This essentially racist posturing was evolved and fine-tuned in the period after the 2000 referendum, when it suddenly dawned on the Zanu-PF leadership that they no longer enjoyed the fawning support and unquestioning loyalty of the Zimbabwean electorate.
Evidence abounds, however, that Mugabe’s and Zanu-PF’s racist pretensions are based on a false premise and shrouded in hypocrisy and double-speak. Zanu-PF has thus continued to delude both itself and party loyalists over the years simply because its rivals in the MDC have somehow allowed the party to get away with what essentially amounts to telling two self-serving falsehoods.

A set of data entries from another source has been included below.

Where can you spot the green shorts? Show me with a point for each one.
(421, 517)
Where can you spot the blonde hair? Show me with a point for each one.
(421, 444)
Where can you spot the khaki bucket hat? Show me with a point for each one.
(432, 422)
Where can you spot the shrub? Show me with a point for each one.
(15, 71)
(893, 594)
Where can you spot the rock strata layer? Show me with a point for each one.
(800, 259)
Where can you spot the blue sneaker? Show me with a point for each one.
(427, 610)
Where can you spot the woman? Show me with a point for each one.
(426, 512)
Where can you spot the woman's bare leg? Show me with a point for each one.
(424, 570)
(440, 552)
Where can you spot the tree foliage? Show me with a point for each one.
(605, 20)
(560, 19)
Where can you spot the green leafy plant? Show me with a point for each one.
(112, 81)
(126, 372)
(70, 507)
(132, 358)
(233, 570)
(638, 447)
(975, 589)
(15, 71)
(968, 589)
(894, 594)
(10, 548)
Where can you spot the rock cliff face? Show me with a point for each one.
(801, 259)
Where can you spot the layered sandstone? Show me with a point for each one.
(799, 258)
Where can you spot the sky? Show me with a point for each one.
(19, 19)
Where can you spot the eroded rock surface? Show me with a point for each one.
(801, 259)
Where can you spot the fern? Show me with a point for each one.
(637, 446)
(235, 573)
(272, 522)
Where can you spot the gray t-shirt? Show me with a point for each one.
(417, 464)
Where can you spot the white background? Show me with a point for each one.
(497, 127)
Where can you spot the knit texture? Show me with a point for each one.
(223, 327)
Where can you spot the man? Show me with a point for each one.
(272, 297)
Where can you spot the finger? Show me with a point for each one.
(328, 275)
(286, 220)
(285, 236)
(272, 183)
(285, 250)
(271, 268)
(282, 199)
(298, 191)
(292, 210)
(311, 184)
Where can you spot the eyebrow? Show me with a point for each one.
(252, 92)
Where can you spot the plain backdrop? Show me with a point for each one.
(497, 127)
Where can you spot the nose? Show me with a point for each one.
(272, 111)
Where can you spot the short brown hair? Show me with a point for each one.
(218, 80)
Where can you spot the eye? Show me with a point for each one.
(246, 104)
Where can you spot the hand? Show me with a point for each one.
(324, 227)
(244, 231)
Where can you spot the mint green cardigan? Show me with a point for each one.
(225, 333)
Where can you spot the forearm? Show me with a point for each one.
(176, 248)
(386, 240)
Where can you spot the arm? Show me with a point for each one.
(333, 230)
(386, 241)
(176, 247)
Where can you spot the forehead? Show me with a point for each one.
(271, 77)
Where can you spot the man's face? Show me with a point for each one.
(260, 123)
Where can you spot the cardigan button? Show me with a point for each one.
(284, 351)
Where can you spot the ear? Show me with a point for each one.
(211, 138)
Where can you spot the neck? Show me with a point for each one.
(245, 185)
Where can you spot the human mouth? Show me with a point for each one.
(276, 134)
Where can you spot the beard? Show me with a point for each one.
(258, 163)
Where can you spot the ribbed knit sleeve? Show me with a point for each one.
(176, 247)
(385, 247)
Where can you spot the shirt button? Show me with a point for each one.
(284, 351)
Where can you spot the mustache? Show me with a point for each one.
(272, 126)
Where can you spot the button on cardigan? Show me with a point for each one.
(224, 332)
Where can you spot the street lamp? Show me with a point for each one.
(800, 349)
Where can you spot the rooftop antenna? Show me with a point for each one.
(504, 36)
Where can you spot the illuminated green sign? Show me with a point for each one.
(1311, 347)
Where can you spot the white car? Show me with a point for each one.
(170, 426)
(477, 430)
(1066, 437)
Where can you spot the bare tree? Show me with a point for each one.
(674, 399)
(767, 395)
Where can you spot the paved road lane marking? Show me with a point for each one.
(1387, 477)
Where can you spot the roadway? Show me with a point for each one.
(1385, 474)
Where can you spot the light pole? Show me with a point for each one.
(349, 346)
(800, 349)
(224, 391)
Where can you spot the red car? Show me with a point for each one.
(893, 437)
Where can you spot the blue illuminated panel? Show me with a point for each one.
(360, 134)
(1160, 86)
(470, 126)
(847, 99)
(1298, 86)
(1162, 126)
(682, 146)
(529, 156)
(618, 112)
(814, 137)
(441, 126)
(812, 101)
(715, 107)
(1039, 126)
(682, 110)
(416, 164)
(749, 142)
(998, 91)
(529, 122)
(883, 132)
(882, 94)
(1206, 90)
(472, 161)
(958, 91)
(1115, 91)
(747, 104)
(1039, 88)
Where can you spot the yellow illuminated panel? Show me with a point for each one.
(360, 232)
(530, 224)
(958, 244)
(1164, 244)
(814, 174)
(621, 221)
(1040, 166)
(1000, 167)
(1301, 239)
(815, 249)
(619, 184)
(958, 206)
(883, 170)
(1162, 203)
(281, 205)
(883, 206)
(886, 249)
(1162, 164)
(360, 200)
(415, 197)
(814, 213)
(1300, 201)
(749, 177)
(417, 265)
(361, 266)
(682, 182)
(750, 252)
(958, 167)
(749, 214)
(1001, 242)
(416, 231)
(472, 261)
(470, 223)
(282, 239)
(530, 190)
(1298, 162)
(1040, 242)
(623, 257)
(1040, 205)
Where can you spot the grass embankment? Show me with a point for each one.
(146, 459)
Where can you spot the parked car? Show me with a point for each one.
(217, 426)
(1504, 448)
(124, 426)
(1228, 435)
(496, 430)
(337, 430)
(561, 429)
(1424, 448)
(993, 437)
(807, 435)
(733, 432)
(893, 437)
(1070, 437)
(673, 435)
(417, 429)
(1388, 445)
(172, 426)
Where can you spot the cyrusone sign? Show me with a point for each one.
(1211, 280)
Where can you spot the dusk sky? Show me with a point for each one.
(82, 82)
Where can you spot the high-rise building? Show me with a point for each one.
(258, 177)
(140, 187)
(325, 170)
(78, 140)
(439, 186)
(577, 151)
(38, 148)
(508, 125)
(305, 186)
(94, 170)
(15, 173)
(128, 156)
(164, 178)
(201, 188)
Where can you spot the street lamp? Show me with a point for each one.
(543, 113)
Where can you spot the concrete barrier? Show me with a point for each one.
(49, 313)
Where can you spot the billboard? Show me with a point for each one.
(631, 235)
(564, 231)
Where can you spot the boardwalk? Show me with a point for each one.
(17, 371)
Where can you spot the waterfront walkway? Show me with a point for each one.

Mugabe in the early days of Zimbabwe’s independence basked in the glory of overstated Western adulation, while Zimbabwe benefited from the backing and support of a Western world anxious to support a government they somehow believed would constitute a departure from the African post-independence stereotype of corruption, economic mismanagement, lawlessness and abuse of civic rights. Aid funds poured into Africa’s newest nation while Mugabe was toasted in Western capitals. A knighthood was conferred on him by Queen Elizabeth the Second at Buckingham Palace while members of the Zanu-PF Women’s League ululated in Harare. A number of universities on both sides of the Atlantic recognised him through honorary degrees.
The first lie is that Western nations are natural enemies of Zimbabwe.
The second falsehood, more significantly, is that Zanu-PF hates while people. Nothing could be further from the truth.
In fact, Zanu-PF has built a strategic circle of its own white friends over the years. Not only does Zanu-PF have dealings and cordial relations with its white allies; the people concerned are in most cases capitalist entrepreneurs who have prospered magnificently in Zimbabwe through their association with the ruling elite. Some prosper through exploiting the very people Zanu-PF pretends to protect.
Back in 1980 Mugabe went out of his way to prove to an anxious world that he was more than willing to abide by the non-racist tenets of his party’s first election manifesto.
Zanu-PF’s election manifesto stated categorically: “Zanu wishes to give the fullest assurance to the white community, the Asian and coloured communities that a Zanu government can never in principle or in social or government practice, discriminate against them. Racism, whether practiced by whites or blacks, is anathema to the humanitarian philosophy of Zanu. It is as primitive a dogma as tribalism or regionalism.”
The Zanu-PF of today publicly castigates and demonizes opponents such as the MDC who espouse similar non-racist policies and openly engage with members of the white community, branding them as enemies of the people and as puppets of the West.
Surprisingly, supporters both in and out of the country who hailed Mugabe for his former concern for the welfare of the ordinary man and his policy of national reconciliation, still glorify him long after he abandoned both the concern and the policy and now constantly spouts racist diatribe without the mandate of the majority of his people to do so.
But then to a considerable extent Mugabe and his acolytes depend for their survival on the existence of powerful white supporters who manipulate and strategize behind the scenes.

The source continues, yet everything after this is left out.